Here’s the first. The writer-focused answer:
To find out what happens.
Some of you will get this right away. (You can stop reading now.) Others will mumble, “Oh, I already know what happens.” Hmm…really? Maybe you’re one of those oh-so-organized plotters and you have bullet points describing every little thing that happens from page one to The End. Cool. I’m happy for you. But that doesn’t change my answer.
You didn’t know all that plotstuff when the idea for your book fell into your head, did you? No, you didn’t. Plotting is at its core an exercise in “finding out what happens.”
See? Told you.
But that isn’t the only reason “to find out what happens” is the right answer. You also write to find out what happens to you, to your life as a writer, hell, to your life in general. Will this novel make sense? Will it be “the one”? Will it find an audience? Will you grow as a writer? Will you become besties with Stephen King? Will you change the world? Will you give up writing altogether?
There are a million discoveries waiting for you as you write…and some of them are actually about the story.
I said there were two correct answers to the “why write?” question. Here’s the other one. The “reader-focused” answer:
To help me go places. By “me” I mean specifically me (I’m selfish that way), but also metaphorically all of the “me’s” – the readers.
A well-told story can take readers to places they might not otherwise be able to go. I don’t just mean physical locations – though I can’t imagine any other way I’ll get to Mars. I’m mostly talking about emotional places. Heartbreak. Hope. Love. Despair. Wonder. Loneliness. Belonging. Joy. Those places.
Some of us [raises hand] struggle to feel things in the real world.
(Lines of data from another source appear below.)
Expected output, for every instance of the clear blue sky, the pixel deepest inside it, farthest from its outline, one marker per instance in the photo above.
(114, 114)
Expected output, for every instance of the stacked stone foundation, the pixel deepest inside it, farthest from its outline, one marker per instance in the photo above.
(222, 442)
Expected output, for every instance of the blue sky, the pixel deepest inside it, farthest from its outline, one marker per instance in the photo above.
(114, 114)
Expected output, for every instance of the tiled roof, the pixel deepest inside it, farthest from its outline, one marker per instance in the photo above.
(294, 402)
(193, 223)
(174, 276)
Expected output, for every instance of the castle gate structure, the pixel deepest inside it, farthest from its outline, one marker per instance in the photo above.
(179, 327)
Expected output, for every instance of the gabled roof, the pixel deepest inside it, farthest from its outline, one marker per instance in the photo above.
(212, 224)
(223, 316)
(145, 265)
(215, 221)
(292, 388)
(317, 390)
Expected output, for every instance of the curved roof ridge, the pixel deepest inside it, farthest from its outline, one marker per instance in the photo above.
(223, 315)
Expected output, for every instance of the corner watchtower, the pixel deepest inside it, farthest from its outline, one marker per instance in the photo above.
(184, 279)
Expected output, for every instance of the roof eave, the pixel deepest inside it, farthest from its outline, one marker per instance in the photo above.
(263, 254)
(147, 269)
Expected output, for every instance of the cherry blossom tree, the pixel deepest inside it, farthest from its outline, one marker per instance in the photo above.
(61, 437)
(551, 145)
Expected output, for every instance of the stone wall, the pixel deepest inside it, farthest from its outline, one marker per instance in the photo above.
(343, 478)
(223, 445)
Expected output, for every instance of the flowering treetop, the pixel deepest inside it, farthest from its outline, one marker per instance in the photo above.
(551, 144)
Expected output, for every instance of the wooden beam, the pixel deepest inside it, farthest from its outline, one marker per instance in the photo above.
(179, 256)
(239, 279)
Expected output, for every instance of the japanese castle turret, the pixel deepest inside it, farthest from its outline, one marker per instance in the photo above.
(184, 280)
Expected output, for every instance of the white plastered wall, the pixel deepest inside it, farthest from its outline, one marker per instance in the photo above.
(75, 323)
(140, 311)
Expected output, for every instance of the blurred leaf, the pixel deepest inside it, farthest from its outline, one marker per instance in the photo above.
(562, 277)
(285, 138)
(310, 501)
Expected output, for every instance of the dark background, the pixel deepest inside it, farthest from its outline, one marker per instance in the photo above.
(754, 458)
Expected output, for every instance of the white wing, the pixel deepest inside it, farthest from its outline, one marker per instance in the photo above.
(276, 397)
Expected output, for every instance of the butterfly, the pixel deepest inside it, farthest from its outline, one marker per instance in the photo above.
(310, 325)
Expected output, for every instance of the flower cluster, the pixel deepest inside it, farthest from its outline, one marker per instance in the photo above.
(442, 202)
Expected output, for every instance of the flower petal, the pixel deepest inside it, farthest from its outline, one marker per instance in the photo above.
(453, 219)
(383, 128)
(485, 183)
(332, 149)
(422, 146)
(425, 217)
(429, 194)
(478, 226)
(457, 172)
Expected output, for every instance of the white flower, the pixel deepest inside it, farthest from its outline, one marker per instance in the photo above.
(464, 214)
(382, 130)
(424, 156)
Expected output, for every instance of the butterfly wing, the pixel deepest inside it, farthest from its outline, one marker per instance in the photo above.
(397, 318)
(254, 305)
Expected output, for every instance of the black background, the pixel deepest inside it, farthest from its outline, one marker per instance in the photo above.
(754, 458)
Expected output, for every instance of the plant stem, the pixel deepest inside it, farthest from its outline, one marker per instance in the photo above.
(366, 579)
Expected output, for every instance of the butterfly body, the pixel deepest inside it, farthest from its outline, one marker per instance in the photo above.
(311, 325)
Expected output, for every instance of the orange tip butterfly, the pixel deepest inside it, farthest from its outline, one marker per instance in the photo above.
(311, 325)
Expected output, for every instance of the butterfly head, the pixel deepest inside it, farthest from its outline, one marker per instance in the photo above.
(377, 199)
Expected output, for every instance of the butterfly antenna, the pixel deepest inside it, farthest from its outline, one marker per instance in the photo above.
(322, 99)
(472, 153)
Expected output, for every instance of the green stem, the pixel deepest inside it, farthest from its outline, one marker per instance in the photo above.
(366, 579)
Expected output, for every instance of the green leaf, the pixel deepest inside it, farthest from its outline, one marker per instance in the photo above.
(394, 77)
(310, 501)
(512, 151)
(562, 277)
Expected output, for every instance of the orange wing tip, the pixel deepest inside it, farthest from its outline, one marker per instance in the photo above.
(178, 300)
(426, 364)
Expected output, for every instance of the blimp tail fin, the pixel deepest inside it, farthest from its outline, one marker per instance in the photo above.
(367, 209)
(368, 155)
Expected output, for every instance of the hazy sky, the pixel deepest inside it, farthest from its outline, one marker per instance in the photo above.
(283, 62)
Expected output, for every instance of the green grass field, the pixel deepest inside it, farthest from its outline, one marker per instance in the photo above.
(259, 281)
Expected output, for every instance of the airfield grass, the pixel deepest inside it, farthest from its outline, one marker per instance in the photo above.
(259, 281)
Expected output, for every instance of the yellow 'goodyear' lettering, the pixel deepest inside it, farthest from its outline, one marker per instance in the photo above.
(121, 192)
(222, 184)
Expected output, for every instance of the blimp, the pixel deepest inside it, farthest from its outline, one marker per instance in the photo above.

Maybe that’s because we’ve suffered more than our fair share of feelings and numbness is the only safe place left [hand still raised]. We still want to feel – after all, that’s what makes us human – but the cost in the real world is too high. That’s where you come in. Your story gives people like me a safe place to feel. The emotions we experience when reading fiction are just like those we experience in real life, but much more affordable.
You could look at it this way: when you write, you are providing a much-needed service for the feeling-impaired.
The bottom line is ultimately quite simple: You don’t have to write. But you probably should.
*I put an asterisk at the end of that sentence so you would look down here for an exception to the rule. Because you are the exception, right? Well, I don’t have an exception for you. Sorry. You’ll have to work that out on your own.